There is a further check for jobs that sit outside Denmark's collective-bargaining system. Where a position is not covered by a collective agreement and the employer does not belong to an employers' organisation, SIRI conducts its own review. Salaries up to roughly DKK 80,500 are scrutinised to confirm they reflect what similar work normally pays in Denmark — a safeguard aimed squarely at preventing the exploitation of foreign hires.
The Numbers Behind the Rule
The benchmarks themselves are not small. Earlier in 2026, Denmark lifted the headline figure for its ordinary Pay Limit Scheme to DKK 552,000 a year, an increase of DKK 38,000, while a supplementary scheme with stricter conditions sits lower, at around DKK 446,000. In rough terms, the ordinary threshold translates to the equivalent of roughly 80,000 US dollars a year — a comfortable professional salary in Denmark, but a bar that screens out many of the entry-level offers a young Kenyan graduate might first encounter.
That gap is the quiet point of the system.

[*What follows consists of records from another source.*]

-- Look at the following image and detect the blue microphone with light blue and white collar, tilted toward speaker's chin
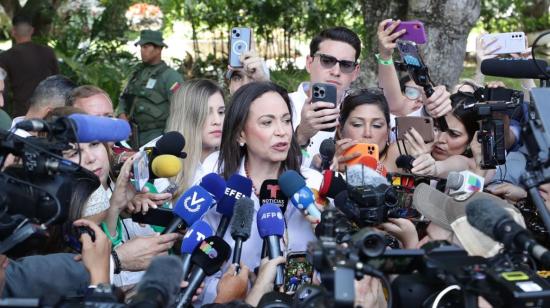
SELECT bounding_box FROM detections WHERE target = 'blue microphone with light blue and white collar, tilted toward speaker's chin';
[279,170,321,220]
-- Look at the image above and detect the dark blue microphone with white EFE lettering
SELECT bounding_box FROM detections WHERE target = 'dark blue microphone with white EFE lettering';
[216,174,252,237]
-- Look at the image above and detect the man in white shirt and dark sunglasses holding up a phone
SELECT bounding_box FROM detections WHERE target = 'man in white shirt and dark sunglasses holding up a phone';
[290,27,361,167]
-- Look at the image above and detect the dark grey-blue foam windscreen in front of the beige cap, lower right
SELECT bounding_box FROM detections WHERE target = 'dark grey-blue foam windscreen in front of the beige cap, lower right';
[466,198,512,238]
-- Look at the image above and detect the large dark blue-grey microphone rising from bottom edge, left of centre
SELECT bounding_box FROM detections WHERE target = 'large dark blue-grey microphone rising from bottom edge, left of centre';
[128,256,182,308]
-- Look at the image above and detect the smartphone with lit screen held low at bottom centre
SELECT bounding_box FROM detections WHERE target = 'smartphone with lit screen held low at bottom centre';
[285,251,313,293]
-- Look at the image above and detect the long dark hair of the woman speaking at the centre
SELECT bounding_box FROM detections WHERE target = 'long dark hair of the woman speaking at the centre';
[218,82,302,179]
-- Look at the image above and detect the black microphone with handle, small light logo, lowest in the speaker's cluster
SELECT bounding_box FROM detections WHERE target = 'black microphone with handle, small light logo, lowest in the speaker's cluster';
[177,236,231,307]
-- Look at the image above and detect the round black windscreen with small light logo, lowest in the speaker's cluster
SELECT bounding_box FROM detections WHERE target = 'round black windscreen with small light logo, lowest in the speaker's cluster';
[191,236,231,276]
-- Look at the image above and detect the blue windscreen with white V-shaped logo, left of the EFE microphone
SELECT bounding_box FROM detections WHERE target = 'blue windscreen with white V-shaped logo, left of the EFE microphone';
[174,186,214,226]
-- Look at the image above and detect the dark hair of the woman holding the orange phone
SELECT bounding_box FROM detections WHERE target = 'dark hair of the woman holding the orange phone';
[338,88,390,127]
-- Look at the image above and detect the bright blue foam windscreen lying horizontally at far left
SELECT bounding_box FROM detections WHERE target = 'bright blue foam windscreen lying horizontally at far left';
[69,114,131,143]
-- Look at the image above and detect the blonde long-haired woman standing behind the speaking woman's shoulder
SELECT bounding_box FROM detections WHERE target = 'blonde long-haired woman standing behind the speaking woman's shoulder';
[166,79,225,198]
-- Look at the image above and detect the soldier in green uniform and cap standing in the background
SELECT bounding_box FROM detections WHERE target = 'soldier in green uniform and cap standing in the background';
[116,30,183,148]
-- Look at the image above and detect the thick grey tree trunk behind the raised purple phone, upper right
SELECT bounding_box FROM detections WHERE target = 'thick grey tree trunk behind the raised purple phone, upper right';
[407,0,481,87]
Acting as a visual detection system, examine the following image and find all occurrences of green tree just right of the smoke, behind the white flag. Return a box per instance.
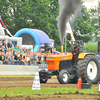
[73,6,95,42]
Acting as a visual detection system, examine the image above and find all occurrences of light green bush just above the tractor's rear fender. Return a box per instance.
[83,42,98,55]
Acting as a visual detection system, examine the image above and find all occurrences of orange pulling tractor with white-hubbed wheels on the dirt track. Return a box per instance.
[39,42,100,84]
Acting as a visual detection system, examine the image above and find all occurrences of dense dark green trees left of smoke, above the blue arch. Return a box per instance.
[0,0,60,45]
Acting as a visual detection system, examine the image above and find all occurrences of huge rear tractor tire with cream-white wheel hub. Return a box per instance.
[76,55,100,84]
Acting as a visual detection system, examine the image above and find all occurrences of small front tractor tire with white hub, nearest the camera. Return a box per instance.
[57,70,69,84]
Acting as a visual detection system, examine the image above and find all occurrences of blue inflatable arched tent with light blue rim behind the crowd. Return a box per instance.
[14,28,52,52]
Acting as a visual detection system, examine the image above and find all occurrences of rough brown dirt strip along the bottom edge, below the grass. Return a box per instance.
[0,91,100,100]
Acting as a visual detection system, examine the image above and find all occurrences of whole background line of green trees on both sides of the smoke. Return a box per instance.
[0,0,100,51]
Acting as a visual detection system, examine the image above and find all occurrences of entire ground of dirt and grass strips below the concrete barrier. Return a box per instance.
[0,75,100,100]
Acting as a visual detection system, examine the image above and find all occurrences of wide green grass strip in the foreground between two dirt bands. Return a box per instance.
[0,87,99,97]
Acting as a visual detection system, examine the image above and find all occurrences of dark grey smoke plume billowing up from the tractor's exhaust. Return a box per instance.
[57,0,94,45]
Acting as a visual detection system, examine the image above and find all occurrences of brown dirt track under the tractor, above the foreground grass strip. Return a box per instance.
[0,77,98,88]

Denmark is not trying to attract the largest possible number of foreign workers. It is trying to attract a particular kind: skilled, well-paid and slotted into roles the domestic labour market cannot fill on its own. For the Kenyan nurses, engineers, IT specialists and researchers who clear the bar, the rules offer a measure of security. For those who do not, they are a firmly closed gate.

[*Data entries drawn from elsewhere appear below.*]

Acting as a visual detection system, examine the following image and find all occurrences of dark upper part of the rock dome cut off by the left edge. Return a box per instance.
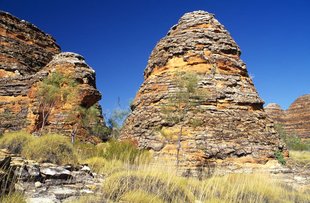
[0,11,60,78]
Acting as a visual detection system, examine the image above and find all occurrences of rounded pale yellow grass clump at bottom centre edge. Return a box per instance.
[103,171,195,202]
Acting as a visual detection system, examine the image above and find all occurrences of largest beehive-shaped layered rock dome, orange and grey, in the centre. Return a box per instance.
[121,11,283,173]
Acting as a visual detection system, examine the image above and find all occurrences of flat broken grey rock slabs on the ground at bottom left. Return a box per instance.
[0,150,103,203]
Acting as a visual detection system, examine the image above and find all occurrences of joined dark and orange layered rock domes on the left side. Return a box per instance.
[0,11,103,141]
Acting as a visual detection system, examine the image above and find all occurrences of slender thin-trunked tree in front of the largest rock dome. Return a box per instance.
[161,72,205,168]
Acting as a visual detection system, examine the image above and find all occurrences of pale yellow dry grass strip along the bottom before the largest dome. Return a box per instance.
[102,165,310,202]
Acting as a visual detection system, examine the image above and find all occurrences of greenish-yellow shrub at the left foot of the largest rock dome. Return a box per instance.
[97,140,149,163]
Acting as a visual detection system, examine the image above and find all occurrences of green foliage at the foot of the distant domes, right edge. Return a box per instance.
[275,124,310,151]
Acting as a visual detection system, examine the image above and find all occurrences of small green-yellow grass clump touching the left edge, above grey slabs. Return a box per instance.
[0,131,33,153]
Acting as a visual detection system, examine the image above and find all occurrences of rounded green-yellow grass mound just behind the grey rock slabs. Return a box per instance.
[22,134,76,164]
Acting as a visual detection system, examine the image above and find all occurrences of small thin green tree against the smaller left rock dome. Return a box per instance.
[36,72,76,131]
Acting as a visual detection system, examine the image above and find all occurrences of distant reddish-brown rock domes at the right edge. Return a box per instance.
[265,94,310,138]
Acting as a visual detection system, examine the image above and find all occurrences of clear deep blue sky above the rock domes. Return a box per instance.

Part of a Wider Tightening
Denmark's adjustment does not stand alone. Across the wealthy economies that Kenyans most often target, the rules of entry are being rewritten almost in unison. In the same week SIRI's new figures took effect, reports emerged that the United States had proposed raising the entry-level salary floor for H-1B skilled-worker visas by a third, to nearly 98,000 dollars. Australia has pushed its student visa fee to AUD 2,000, the highest among major study destinations. New Zealand has widened its English-language requirements for foreign workers. Each move, in its own way, raises the cost or the threshold of admission.

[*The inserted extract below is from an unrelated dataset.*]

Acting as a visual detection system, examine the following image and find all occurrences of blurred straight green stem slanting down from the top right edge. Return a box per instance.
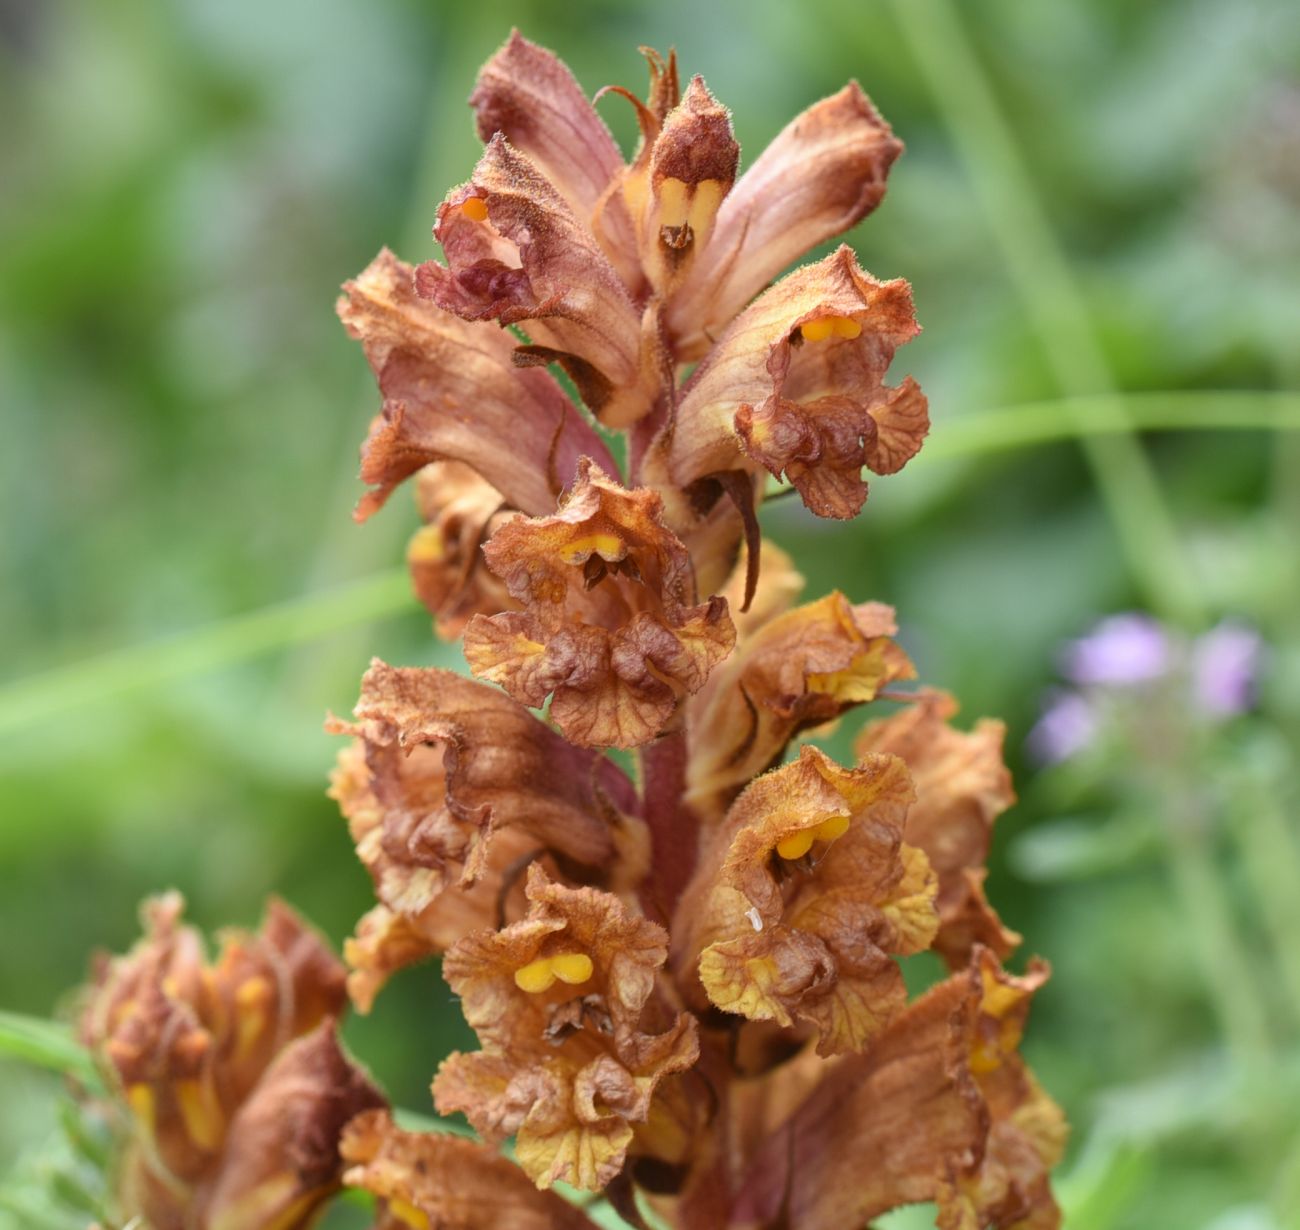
[891,0,1204,627]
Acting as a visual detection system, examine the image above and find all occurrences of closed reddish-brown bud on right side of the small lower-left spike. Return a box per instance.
[196,1021,386,1230]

Not every signal points the same direction. Denmark has simultaneously moved to ease work permit access for nationals of more than a dozen non-EU countries, and Kenya itself has inched closer to a bilateral labour-mobility deal with Canada aimed at placing skilled Kenyans in jobs through a structured, government-to-government channel. The overall picture is less a wall going up than a set of doors being re-hung — narrower in some places, wider in others, but everywhere fitted with sturdier locks.
What It Means for Kenyans Weighing Europe
For the prospective migrant, the practical lesson in Denmark's rule change is to read the offer, not just the headline. A salary that looks generous can fall short once bonuses and benefits are stripped out, and a contract that omits the right occupation code or sits outside a collective agreement can trigger extra scrutiny. Verifying these details before an application is filed — ideally with the employer's help — is now part of the homework.
The deeper lesson is about expectations. Denmark, like much of northern Europe, is open to Kenyan talent but increasingly precise about which talent and on what terms. The salary floor is both a hurdle and, for those who clear it, a promise: that the wage on paper will be the wage in the bank, paid to Danish standards, with the worker shielded from being undercut. For a diaspora that has learned to read immigration fine print as closely as any contract, that trade-off is worth understanding before the plane ticket is booked.